Kakek itu menjulurkan lidah dan menjilati bibirnya. "Aih, perutku sudah lapar sekali. Bumbu apa yang kau butuhkan? Ke mana aku harus mencarinya?"
"Siauw Koay, kenapa engkau begini bodoh? Mencari bumbu tentu saja di dusun, di bawah bukit sana itu. Aku butuh garam, gula, minyak goreng. Jahe, tepung dan kecap. Nah, pergi carilah ke sana."
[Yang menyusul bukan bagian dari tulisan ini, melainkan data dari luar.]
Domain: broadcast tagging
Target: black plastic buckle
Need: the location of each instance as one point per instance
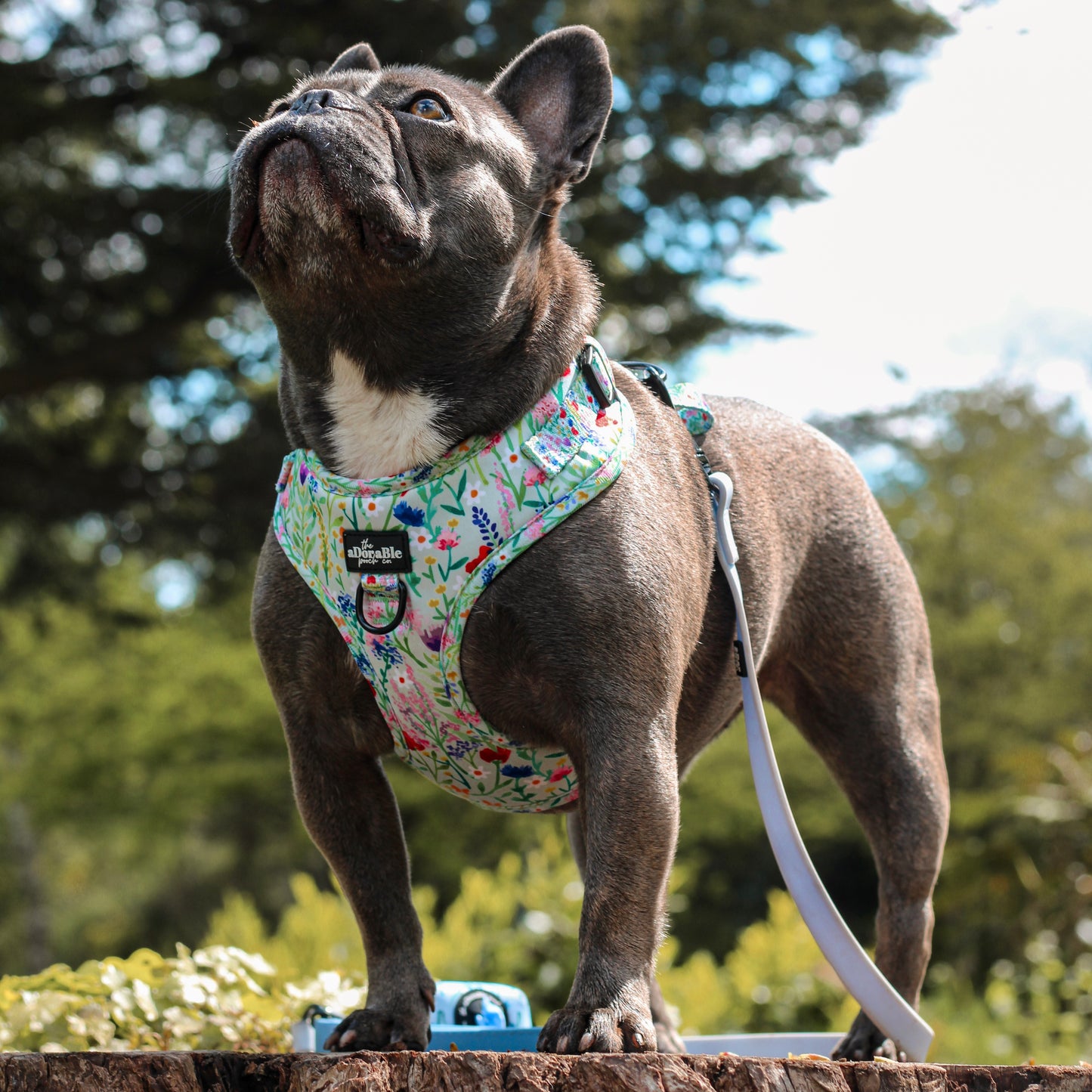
(399, 615)
(593, 382)
(653, 377)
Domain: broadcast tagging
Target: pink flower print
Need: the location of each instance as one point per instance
(505, 519)
(474, 562)
(413, 741)
(544, 409)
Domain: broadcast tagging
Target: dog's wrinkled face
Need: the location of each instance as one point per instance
(399, 224)
(368, 175)
(363, 176)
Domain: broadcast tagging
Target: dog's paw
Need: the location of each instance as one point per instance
(379, 1030)
(604, 1031)
(864, 1041)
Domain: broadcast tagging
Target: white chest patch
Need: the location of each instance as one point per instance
(376, 434)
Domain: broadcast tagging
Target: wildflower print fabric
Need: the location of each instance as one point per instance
(691, 407)
(468, 517)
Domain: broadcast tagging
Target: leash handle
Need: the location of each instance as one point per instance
(861, 976)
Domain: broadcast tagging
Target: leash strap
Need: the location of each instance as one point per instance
(876, 996)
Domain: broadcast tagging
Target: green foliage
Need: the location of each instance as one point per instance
(211, 999)
(135, 368)
(316, 932)
(142, 772)
(991, 493)
(775, 979)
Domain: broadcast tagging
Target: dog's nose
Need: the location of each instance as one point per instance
(311, 102)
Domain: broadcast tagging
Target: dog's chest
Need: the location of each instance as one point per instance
(378, 432)
(461, 522)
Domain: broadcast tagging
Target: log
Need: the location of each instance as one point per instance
(484, 1072)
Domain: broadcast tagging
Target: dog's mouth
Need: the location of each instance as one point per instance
(287, 183)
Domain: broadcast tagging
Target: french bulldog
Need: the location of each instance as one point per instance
(401, 227)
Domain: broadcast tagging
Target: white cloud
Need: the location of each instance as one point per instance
(967, 210)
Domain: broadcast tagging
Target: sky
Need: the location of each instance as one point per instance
(956, 243)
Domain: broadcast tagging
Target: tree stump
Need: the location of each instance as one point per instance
(484, 1072)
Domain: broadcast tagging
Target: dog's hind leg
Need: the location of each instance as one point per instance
(880, 738)
(669, 1040)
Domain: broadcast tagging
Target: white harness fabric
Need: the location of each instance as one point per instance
(466, 519)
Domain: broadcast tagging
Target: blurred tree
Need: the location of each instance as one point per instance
(991, 495)
(135, 370)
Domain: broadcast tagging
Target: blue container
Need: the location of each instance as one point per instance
(470, 1016)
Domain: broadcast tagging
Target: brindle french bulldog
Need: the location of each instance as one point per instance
(401, 227)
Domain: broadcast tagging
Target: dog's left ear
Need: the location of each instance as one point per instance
(559, 90)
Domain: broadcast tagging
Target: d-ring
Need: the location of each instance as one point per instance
(399, 615)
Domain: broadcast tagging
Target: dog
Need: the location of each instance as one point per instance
(401, 227)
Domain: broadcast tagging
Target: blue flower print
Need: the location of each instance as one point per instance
(410, 515)
(485, 525)
(387, 652)
(460, 747)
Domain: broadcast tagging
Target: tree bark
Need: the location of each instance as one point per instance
(483, 1072)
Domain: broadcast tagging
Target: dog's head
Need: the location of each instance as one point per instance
(407, 218)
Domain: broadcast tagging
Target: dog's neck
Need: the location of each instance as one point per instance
(375, 432)
(382, 404)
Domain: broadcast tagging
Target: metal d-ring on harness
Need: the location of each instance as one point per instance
(876, 996)
(399, 615)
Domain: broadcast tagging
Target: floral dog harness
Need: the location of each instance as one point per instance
(398, 564)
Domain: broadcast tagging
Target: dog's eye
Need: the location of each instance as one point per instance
(429, 108)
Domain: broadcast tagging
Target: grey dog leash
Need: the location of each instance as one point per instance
(861, 976)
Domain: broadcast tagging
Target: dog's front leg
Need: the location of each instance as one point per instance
(669, 1040)
(336, 736)
(630, 812)
(351, 812)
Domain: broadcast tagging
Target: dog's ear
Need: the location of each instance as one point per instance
(559, 90)
(360, 56)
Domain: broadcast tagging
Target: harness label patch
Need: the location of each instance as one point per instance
(377, 552)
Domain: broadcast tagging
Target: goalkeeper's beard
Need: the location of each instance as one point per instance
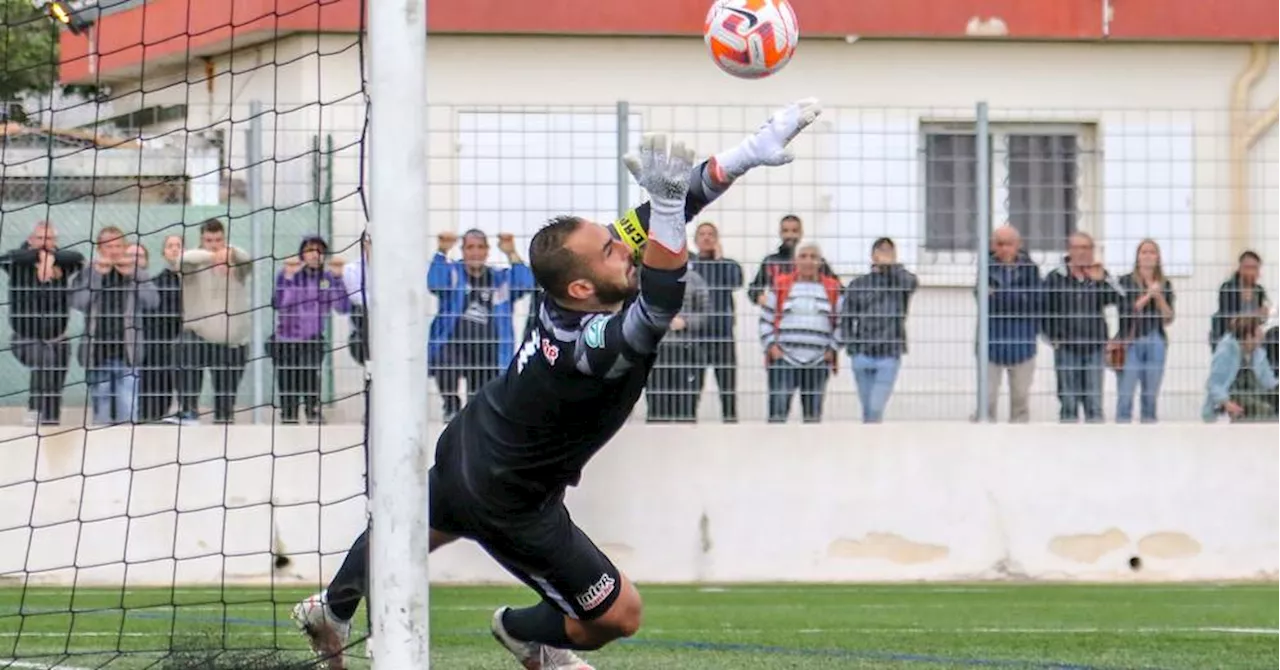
(616, 294)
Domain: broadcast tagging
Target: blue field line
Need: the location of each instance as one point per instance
(850, 655)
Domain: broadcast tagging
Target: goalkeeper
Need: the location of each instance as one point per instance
(503, 463)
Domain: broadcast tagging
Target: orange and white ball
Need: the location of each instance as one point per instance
(752, 39)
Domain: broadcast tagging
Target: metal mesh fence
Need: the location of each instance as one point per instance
(909, 174)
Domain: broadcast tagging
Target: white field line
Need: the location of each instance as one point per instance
(990, 630)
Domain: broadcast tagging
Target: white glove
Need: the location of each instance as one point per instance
(664, 174)
(768, 146)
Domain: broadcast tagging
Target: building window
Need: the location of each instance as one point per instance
(1036, 185)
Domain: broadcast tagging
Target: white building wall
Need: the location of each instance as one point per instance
(887, 502)
(1160, 106)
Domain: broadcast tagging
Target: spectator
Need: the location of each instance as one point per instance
(1015, 302)
(1240, 378)
(873, 318)
(1077, 295)
(113, 295)
(472, 335)
(1146, 311)
(161, 336)
(353, 277)
(215, 304)
(717, 342)
(799, 328)
(39, 313)
(305, 292)
(790, 232)
(673, 388)
(1239, 296)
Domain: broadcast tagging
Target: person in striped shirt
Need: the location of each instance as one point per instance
(799, 324)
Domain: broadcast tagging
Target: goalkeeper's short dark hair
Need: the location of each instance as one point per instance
(553, 264)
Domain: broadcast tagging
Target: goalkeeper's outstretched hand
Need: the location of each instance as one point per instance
(664, 173)
(768, 145)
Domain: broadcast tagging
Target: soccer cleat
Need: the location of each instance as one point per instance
(327, 633)
(533, 655)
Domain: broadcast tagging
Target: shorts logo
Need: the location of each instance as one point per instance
(594, 333)
(597, 595)
(549, 351)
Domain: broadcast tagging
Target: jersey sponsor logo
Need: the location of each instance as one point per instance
(594, 596)
(594, 333)
(549, 351)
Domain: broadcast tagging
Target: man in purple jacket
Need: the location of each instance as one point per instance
(305, 292)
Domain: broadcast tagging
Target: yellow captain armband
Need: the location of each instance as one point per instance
(630, 231)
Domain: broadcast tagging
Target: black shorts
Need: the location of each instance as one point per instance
(543, 547)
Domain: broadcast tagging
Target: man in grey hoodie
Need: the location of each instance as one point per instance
(113, 294)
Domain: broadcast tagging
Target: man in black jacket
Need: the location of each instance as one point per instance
(790, 231)
(1075, 295)
(873, 326)
(39, 311)
(716, 342)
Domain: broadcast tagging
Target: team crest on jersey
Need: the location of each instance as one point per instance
(549, 351)
(594, 333)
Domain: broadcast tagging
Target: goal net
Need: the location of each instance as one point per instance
(182, 386)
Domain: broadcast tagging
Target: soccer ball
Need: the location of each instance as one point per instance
(752, 39)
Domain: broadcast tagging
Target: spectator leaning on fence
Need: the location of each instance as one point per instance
(1077, 294)
(799, 324)
(673, 388)
(161, 336)
(113, 294)
(717, 341)
(1240, 379)
(1146, 311)
(873, 318)
(1015, 301)
(790, 232)
(215, 304)
(472, 335)
(39, 313)
(1240, 296)
(305, 294)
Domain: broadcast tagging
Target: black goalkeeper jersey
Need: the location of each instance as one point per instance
(571, 386)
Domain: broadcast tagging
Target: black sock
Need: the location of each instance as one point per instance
(540, 623)
(348, 584)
"Baik, enci Bwee aku cari bumbu!” Suaranya masih bergema akan tetapi orangnya sudah lenyap, demikian cepatnya kakek itu bergerak pergi, seperti menghilang saja.
San Hong memandang kagum sekali. "Dia..... dia sakti, hebat seperti dewa saja." katanya kagum.
"Karena itu kita harus dapat memanfaatkannya, Koko. Engkau turuti sajalah siasatku, pasti dia akan menurunkan ilmu-ilmunya kepadamu. Nah, sekarang engkau pergi mencari binatang hutan."
"Apa? Kijang? Kelinci?"
"Jangan. Tangkap saja seekor dua ekor burung atau ayam hutan, yang kurus saja."
"Ehhh? Kenapa tidak memberikan masakan yang paling lezat? Kenapa hanya burung atau ayam kurus?"
"Sudahlah, kataku tadi, turuti saja siasatku. Seleranya harus dibangkitkan perlahan-lahan agar dia selalu menginginkan lebih! Cepat pergi lakukanlah permintaanku itu, Koko dan jangan banyak membantah."
Biarpun hutan itu hanya dekat, karena mereka pun sudah berada di tengah hutan di puncak dan hutan yang banyak binatangnya berada di lereng, dan menangkap dua ekor ayam hutan itu pun bukan pekerjaan sulit bagi San Hong, cukup dengan melemparkan dua buah batu kecil saja, namun ketika dia kembali ke puncak membawa dua ekor bangkai ayam hutan, kakek itu pun sudah kembali dengan membawa bumbu-bumbu yang di pesan Siang Bwee. Padahal dusun itu letaknya di kaki bukit!
"Mana panci dan prabot dapur untuk masak, Siauw Koay?"
"Wah, bagaimana engkau ini, enci Bwee. Tadi engkau tidak memesan semua prabot itu!"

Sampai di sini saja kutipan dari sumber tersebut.